Склон, обрыв, песок обнажен у корней сосны. Внизу блещет ручей, над ручьем — мостик павловского ампира, поперек моста лежит ничком дитя и плюет в воду. Хороший ребенок, спокойный. Другой бы на его месте ловил тритонов и отрывал им лапки. А может, здесь просто не водятся тритоны. Знаете, смешные такие. Рыбы с ногами.

Я присел на толстый корень и стал сверху смотреть на воду, которую поторопился назвать ручьем. Ручей, худо-бедно, должен бежать и литься, а эта вода казалась неподвижной. Правда, она ярко блестела в лучах солнца и по берегам очень красиво была обрамлена какими-то растениями. Я смотрел на ее неподвижный блеск, неглубокий блеск стекла; потом тихо-тихо сполз в яму между корнями, прикрыл глаза… Лежать в теплой песчаной яме было приятно; когда я поднялся, у меня шумело в ушах.

Я свернул с дорожки и сразу же нашел эндемичный вид флоры. Эндемичный вид двоился, мерцал, был прекрасен и не подлежал описанию: такое, что и разобрать нельзя — елка не елка, цветок не цветок. Я посвятил его опытному натуралисту Кузмину. «В глазах плывет размытая фиалка, — Так самого себя бывает жалко!»

Слава Богу, в Павловске при вокзале есть буфет, очень чистый. Думать о природе, сидя в этом буфете, было как-то проще.

Вот и зима скоро, думал я. Ветер дует, снег… да, пошел и вдруг повалил хлопьями; сделалась метель. Я видел этот парк во все четыре времени года, и, должен сказать, в общих очертаниях — в чем-то главном — он оставался одним и тем же. Летом проще чувствовать себя тритоном; зимой это как-то совсем безрадостно. Зато зимой этот буфет уютнее, он кажется убежищем и пещерой, вырытой в песке ямой, куда не дотянутся ничьи жадные руки.

Внезапно сквозь буфет, сквозь лето прошел первый порыв первого зимнего ветра. Тритон съежился. Ветер крепкий, подумал тритон, потопит нас среди зыбей, как обессмысленные щепки победоносных кораблей.

«Это Фет? У него вообще слишком много описаний природы».

Господи Боже. Как сказала незабвенная Лолита, предлагаю похерить этот разговор и пойти купаться.

Мысли о данном свыше

Когда Леандр утонул, Геро упрямо продолжала выходить к берегу со своим фонариком. И была вознаграждена: в одну прекрасную ночь приплыл новый Леандр, краше первого. Увидев такое чудо, Геро, наверное, сперва слегка поплакала, но вряд ли удивилась. Потому что ждала. Потому что ночь и фонарик — это заведенный порядок вещей, в котором сам-то Леандр, если честно, пятая или какая там спица. Горит фонарик — кто-то должен приплыть. Ну, приплыл и приплыл. Потому что привычка.

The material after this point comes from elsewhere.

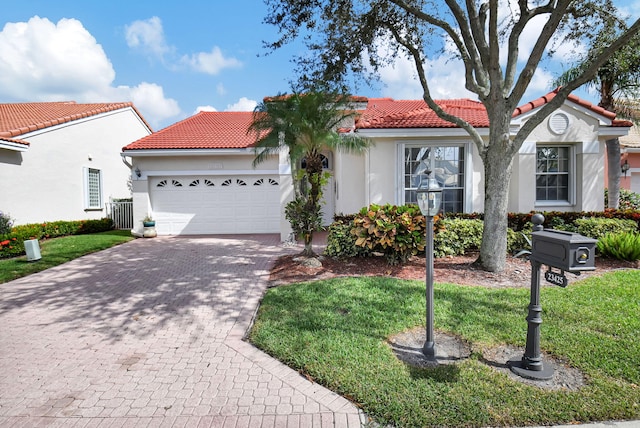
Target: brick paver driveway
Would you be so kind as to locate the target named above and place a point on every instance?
(149, 333)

Значит, говорите, общеполезные последствия, необходимые для благосостояния человечества. Примерно так: подлец человек, и подлец тот, кто его. Привыкнешь, гласит бессмертная пословица, так и в аду ничего. Привыкаешь, чтобы не нанести урона человечеству. Чтобы не погибнуть. Не задаваясь вопросом, для какой такой, собственно, высшей цели гибнуть не следует.

Я сам понимаю, что передергиваю — и это тоже по привычке. Мироздание — такой станок, в котором каждый винтик на своем месте, но — если посмотреть в микроскоп — и этот винтик — хозяин над какими-то совсем маленькими станками. Представление о важности их бесперебойной работы — иллюзия лишь в той мере, в какой могут быть иллюзиями любые мораль, социология, фокусы науки и техники. У человечества есть привычка изобретать вечный двигатель. Это всего лишь дело чести.